Homeless by choice? Man says it has appeal

Published: Saturday, November 1, 2008 at 6:01 a.m.
Last Modified: Friday, October 31, 2008 at 11:42 p.m.

Ramine Dehgan, 43, has walked the four miles from the Alachua County jail to downtown Gainesville more times than he'd like to remember.

He's made that walk on his release from jail a dozen times in 2006, seven times in 2007 and another seven times so far in 2008.

"I hate that walk," Dehgan said Friday from a meeting room at the Alachua County jail.

Dehgan is a member of the "frequent fliers," the habitually homeless who get arrested so often they're known by name at the jail and have running jokes with the police.

Gail Monahan, director of the Alachua County Housing Authority, said she knows when Dehgan is in jail because he's not on the housing authority's porch.

"Everyone in the office loves him, but it's really depressing to see him like this," Monahan said. "We have torn our hair out here trying to do something. He's going to live another 20 years. Are we going to just keep arresting him? He's costing us a fortune."

Dehgan is far from a hardened criminal.

The son of a University of Florida horticulture professor and a mother who worked at Shands, Dehgan attended P.K. Yonge Developmental Research School, Westwood Middle School and Gainesville High School.

His crimes now are open-container violations, trespassing and occasionally getting caught with marijuana.

"I'm not out there hurting anybody. I'm not stealing anything," said Dehgan, who now has been in jail for 23 days awaiting a court hearing because he didn't have a certificate of completion for his court-ordered drug program.

He's one of about 900 people who occupy the jail at an estimated cost of about $67 a day.

Monahan said she begged the judges to order Dehgan to take a drug program, and she said it breaks her heart that he's back in jail.

But Monahan said that Dehgan isn't out of chances. And Dehga himself, said he knows that there likely is housing out there available to him.

"Ya, and I could get that," he said. "I have a housing voucher, but then I thought about it and I thought about (Gainesville Regional Utilities) and the deposit, and I owe them a lot of money.

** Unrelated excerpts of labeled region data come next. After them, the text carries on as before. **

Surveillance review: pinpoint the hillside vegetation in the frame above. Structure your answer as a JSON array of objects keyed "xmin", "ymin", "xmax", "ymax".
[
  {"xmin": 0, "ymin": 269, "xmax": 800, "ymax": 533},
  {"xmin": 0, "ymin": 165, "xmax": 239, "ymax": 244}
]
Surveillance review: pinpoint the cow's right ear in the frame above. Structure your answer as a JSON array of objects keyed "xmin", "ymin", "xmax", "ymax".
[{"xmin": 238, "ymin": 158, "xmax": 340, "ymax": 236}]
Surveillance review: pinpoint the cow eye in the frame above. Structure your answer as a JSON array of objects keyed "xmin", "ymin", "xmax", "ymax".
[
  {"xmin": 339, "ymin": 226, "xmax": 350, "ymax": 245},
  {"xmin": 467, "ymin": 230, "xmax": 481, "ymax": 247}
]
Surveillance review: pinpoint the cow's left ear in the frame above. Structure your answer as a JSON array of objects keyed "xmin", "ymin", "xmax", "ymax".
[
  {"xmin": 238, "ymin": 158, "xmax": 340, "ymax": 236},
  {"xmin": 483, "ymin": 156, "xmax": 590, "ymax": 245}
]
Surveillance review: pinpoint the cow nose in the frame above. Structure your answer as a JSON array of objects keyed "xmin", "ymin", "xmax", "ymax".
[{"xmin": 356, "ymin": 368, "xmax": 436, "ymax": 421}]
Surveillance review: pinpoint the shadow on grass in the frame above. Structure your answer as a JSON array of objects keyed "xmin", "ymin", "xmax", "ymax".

"When I'm homeless I have no responsibilities, nothing, and there is something that's appealing about that."

Monahan said she agrees with the laws and understands why police need to enforce them. However, she says a housing rehabilitation program would help reduce the number of arrests.

Barry Johnson, the public defender assigned to Dehgan, said he hopes his client will be released on Tuesday.

"My ultimate goal is to make sure they don't come back, but that, in reality, is just not going to happen," Johnson said.

He said there are many cases like Dehgan's in which people are in jail for simply not having money.

Homeless advocates in Alachua County have been saying for years the answer to cases like Dehgan's is housing and rehabilitation - two services that will likely be offered in a proposed one-stop homeless assistance center.

Monahan, who has helped about two dozen homeless people get into housing in recent years. said the one-stop program can help as long as there is housing and as long as the people who run the program understand the patience it takes to help the homeless.